In addition to its ham-handed execution, maybe one of the reasons M. Night Shyamalan’s The Happening failed with critics is that its premise seemed inherently preposterous. Who could suspend disbelief? Trees don’t talk to each other, act in groups, make calculations, how foolish! But they do, forester Suzanne Simard aims to convince us in the TED video above.
Trees aren’t just trees. They are the visible manifestations of “this other world” underground, “a world of infinite biological pathways that connect trees and allow them to communicate, and allow the forest to behave as if it’s a single organism. It might remind you of a sort of intelligence.” One shared not only by trees but by all of the beings that live in and among them. Forests are alive, though perhaps they are not plotting their revenge on us, even if we’ve earned it.
Simard tells the story of growing up in British Columbia among the inland rainforests. Old wet temperate forests crawling with ancient ferns like giant green hands; cities of mushrooms growing around centuries-old fallen trees; whole planes of bird and insect existence in the canopies, American megafauna, the elk, the bear…. On a recent hike deep into the Olympia National Forest in Washington, I found myself thinking some similar thoughts. It’s not that unusual to imagine, in the throes of “forest bathing,” that “trees are nature’s internet,” as Simard says in a Seattle TED talk.
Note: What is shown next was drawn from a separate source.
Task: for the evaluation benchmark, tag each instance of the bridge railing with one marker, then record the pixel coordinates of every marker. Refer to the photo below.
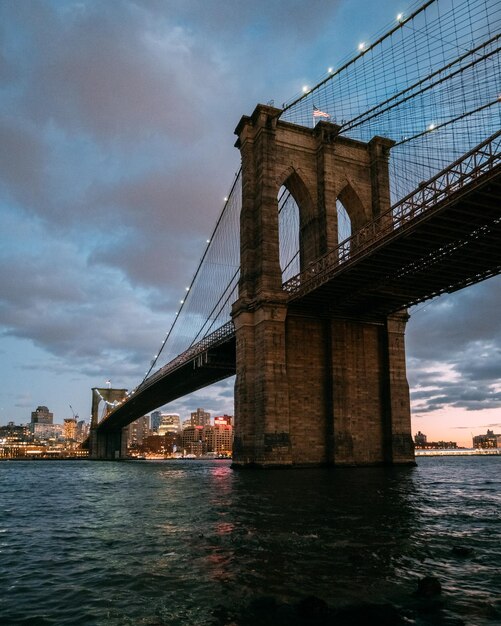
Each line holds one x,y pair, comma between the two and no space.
219,336
483,158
The difference is that Simard has had these thoughts all her life, devoted 30 years of research to testing her hypotheses, and used radioactive carbon isotopes to find two-way communication between different species of tree while being chased by angry grizzly bears. Likewise, most of us have noted the glaring scientific absurdities in the book of Genesis, but few may see the problem with Noah’s Ark that Italian botanist Stefano Mancuso does in his talk above. No one thought to bring any plants? God somehow neglected to mention that all those animals would need ecosystems, and fast? We laugh about an old man literally loading reproducing pairs of every animal on a boat… imagine him trying to fit entire forests….
Mancuso’s charming accent and self-deprecating humor make his observations seem lighthearted, but no less devastating to our idea of ourselves as self-sufficient alpha creatures and of plants as barely alive, inanimate stuff scattered around us like nature’s furniture, one step above the foundational rocks and stones. The idea is not limited to the Bible; it has “accompanied humanity” he says. Yet, just as professors do not belong at the top of a hierarchy of life—as medieval scholars liked to imagine—plants do not belong at the bottom. Let Mancuso convince you that plants exhibit “wonderful and complex behavior that can be considered intelligence.”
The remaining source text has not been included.